图1是由触指和梅花触头组成的弧触头系统的工作简图。事实证明,通过对梅花触头进行优化设计,可以实现以最小的弹力获得与触指表面最佳和可靠的接触。因此,可以保证最大限度的电能传输,并避免两个触头之间起弧。

图1 电弧触点系统在闭合、导电位置的功能示意图

02

WCu材料

A cross section of a typical WCu microstructure gained by sintering and infiltrating with copper is shown in figure 2. Typical compositions are 60 to 80 wt.-% W and 20 to 40 wt.-% Cu.

图2中显示了通过烧结和熔渗获得的典型WCu微观组织,其组成成分是60~80wt.%的W和20~40wt.-%的Cu。

图2 典型WCu (80/20)微观结构的截面

The inhomogeneous microstructure is caused by the very low solubility of W and Cu. The combination of the excellent electrical conductivity of Cu together with the good arcing resistance and high melting temperature as well as high arcing resistance of W, see Table I, results in the usage of contact material for energy transmission up to voltages of 1200kV.

钨和铜的溶解度极低,导致了微观结构的不均匀性。
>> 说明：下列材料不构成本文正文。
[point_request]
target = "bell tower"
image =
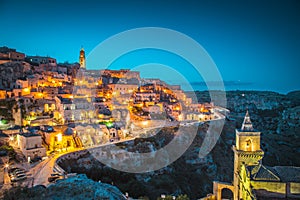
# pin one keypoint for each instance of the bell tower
(247, 152)
(82, 58)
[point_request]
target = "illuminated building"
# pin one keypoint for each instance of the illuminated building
(31, 145)
(253, 180)
(82, 59)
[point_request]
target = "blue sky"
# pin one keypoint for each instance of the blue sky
(255, 44)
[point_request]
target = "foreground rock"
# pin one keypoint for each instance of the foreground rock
(77, 187)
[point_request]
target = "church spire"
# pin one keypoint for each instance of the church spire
(247, 125)
(82, 58)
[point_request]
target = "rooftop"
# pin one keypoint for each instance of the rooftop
(29, 134)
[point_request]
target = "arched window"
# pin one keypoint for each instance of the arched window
(249, 145)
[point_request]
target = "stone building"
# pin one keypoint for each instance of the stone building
(253, 180)
(31, 145)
由于Cu具有优良的导电性,加上W具有良好的耐烧蚀性和较高的熔点(见表1),钨铜触头材料适用于特高压的断路器灭弧室中。

电子

03

超声相控阵原理

In general the ultrasonic device transmits electrical pulses to the probe where these pulses are converted to ultrasound waves. After transmitting the waves the probe receives the reflected echos waves as well. All received waves are converted to electrical pulses again and are evaluated by the software. Phased Array probes are composed of several piezoelectric crystals that can transmit/receive independently at different times [5]. To focus or to steer the ultrasonic beam, time delays are applied to the elements to create constructive interference of the wavefronts. Due to this the ultrasonic beam can be steered within a range of angle and/or the energy can be focused at any depth in the test specimen (see Fig. 3).
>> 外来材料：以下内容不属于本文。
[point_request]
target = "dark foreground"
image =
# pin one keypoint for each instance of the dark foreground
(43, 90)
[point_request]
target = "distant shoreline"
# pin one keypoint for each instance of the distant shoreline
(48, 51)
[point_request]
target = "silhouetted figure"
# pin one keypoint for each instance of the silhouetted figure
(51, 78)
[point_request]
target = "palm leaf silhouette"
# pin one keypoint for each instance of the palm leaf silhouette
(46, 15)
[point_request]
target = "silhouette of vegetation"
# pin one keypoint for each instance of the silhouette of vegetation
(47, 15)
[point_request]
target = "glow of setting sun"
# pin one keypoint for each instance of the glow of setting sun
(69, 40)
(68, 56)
一般情况下,超声波设备将电脉冲传送到探头,这些脉冲被转换成超声波。在发射超声波后,探头也会收到反射的回波。所有接收到的波再次转换为电脉冲,并由软件进行评估。相控阵探头由多个压电晶体组成,可以在不同时间独立发射/接收[5]。为了聚焦或引导超声波束,对元件施加时间延迟,以产生波束的建设性干扰。因此,超声波波束可以被控制在一定的角度范围内,并且/或者能量可以在测试样品的任何深度聚焦(见图3)。

图3 波束控制和聚焦原理

04

相控阵超声波试验台

The task of the ultrasonic scanning system is to test the weld of the tulip within the production cycle with an offline system. Thereby it detects non connected areas in the weld seam, measures the sizes and classifies the tulips in “good” or “bad” according to given guidelines. The inspection is done by immersion technique.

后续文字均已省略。